RGB contrast blooming, capacitors or resistors?

Discussion in 'General Electronics Chat' started by Nicholas, Jul 23, 2008.

  1. Nicholas

    Thread Starter AAC Fanatic!

    Mar 24, 2005
    Hi all!

    I have a problem(!)

    I'm into arcades and just got a Sega ST-V mainboard. Probably not
    important, but that is the source(RGBS) to euroSCART(also RGBS).
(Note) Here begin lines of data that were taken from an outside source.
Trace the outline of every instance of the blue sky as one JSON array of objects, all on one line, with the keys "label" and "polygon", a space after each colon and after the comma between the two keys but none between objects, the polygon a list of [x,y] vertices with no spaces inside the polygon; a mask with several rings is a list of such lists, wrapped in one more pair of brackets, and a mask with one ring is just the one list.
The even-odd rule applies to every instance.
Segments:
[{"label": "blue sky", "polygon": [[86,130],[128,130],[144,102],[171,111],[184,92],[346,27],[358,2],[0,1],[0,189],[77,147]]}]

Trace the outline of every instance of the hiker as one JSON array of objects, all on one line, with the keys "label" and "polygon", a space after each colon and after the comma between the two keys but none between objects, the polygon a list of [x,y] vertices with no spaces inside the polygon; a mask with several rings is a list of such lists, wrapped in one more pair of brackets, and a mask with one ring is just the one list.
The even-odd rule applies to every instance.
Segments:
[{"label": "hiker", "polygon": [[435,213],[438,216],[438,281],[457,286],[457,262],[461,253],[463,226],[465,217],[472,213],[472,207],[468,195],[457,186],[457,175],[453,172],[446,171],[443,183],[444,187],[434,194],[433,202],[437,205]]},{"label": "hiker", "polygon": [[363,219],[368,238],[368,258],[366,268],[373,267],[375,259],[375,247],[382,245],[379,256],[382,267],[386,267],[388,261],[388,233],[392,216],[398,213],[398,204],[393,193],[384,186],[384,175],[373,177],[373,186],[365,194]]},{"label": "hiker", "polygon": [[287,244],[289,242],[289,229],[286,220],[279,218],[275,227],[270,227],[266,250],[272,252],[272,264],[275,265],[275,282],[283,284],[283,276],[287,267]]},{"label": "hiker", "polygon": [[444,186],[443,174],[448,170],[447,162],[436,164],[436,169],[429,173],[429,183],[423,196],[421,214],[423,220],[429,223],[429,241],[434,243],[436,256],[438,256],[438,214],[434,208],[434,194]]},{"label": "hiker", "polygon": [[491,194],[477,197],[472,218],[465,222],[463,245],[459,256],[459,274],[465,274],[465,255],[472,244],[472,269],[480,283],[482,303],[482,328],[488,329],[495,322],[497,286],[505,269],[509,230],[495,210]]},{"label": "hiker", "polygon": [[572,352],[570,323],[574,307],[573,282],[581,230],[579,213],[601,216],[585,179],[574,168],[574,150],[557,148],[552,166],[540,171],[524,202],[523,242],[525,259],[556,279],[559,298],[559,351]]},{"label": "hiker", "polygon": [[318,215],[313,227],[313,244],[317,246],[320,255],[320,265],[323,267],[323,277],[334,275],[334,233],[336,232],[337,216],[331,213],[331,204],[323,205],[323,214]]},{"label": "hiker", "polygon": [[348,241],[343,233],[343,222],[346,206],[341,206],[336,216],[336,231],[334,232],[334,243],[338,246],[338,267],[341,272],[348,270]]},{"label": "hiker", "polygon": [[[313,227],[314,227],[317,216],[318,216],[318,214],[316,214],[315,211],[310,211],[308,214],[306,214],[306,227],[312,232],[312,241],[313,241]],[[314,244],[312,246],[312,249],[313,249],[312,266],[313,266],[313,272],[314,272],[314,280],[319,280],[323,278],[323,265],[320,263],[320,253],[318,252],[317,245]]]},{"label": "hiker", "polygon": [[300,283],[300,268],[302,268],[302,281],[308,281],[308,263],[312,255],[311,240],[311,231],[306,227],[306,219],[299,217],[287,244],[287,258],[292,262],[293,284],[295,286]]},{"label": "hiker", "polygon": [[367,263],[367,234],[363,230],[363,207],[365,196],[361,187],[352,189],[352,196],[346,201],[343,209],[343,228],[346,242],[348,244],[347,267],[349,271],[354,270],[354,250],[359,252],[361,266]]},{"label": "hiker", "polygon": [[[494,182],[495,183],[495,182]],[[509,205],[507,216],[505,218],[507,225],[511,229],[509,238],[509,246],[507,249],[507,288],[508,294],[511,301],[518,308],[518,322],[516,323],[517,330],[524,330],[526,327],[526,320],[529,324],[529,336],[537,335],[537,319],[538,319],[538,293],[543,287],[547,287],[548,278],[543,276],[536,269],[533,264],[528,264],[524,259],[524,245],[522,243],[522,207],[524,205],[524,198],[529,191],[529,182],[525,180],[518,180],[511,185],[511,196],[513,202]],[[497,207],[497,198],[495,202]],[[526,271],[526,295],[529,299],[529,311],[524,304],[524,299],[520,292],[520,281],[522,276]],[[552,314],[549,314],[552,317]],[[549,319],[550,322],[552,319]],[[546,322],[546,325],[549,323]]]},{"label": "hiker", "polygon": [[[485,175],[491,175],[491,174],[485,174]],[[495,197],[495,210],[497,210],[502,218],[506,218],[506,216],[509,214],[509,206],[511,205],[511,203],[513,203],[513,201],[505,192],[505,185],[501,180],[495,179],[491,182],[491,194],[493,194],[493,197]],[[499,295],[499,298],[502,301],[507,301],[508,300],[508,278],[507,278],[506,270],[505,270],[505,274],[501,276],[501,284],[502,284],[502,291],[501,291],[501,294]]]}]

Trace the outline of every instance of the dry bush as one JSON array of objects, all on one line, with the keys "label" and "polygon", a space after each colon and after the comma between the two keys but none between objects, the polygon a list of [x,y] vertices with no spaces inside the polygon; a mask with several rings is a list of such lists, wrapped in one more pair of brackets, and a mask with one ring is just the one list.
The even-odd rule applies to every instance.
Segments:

    The image displayed is very bloomed and washed out, all the high IRE's
    are blended together into one big white haze. Other sources(other games)
    don't have this problem. of course it doesn't help to lower the contrast
    on the display.

    So I'm thinking: Usually I see capacitors on the RGB lines if I open a
    scart plug. I've tried finding out what these capacitors actually DO on
    the RGB lines, but no luck.

    I did read a very short segment somewhere saying that adding resistors
    to the RGB lines would lower the output, but I'm not sure, and if so, what
    value should they have?

    I hope I've made myself understandable:) I've always had great help
    from this forum when the going gets tough.

    Thanks a lot,

  2. SgtWookie


    Jul 17, 2007
    It seems to me offhand that video cabling has a 75 Ohm impedance. Your RGB signal levels may be way too high.

    You could try making three voltage dividers using a few resistors. Exactly what values you'll need is hard to say offhand; but the total resistance should be pretty close to 75 Ohms, or you'll wind up with "ghosts".

    See the attached; R1-R3 make up a purely resistive attenuator that will reduce the input signal level by slightly more than 1/2, and keep the impedance very close to 75 Ohms. Rterm is the impedance of the termination, which has to be taken into account when figuring the total circuit resistance.

    It's not something that you can just use a potentiometer for.
  3. Nicholas

    Thread Starter AAC Fanatic!

    Mar 24, 2005

    It should be noted that arcade PCB's use very poor video..not even shielded:)
    I think I could get away with swaying somewhat from 75ohm..I think.

    In the segment I read it said that I could try 47ohm, does that sound ok to try?

  4. SgtWookie


    Jul 17, 2007
    Well, note that the input resistor (connected to the Ohmmeter) is 47 Ohms, and then I have two 22 Ohm resistors in series to ground; that's because 44 Ohms is not a standard E24 value, and would be hard to get.

    My reasoning here is to maintain 75 Ohms impedance as closely as possible. It should not cause degradation of the signal, whereas a 47 Ohm resistor in series without the ground-side network will certainly result in an impedance mismatch.

    Go ahead and try your way. If it doesn't work, try my way. But I suggest that you try my idea first, because if your way burns something up, it may be difficult to find replacement parts. :eek: If you wire my suggestion properly, you'll simply have a reduced video output.

    BTW, you will need three copies of the diagram I put together; one for each channel.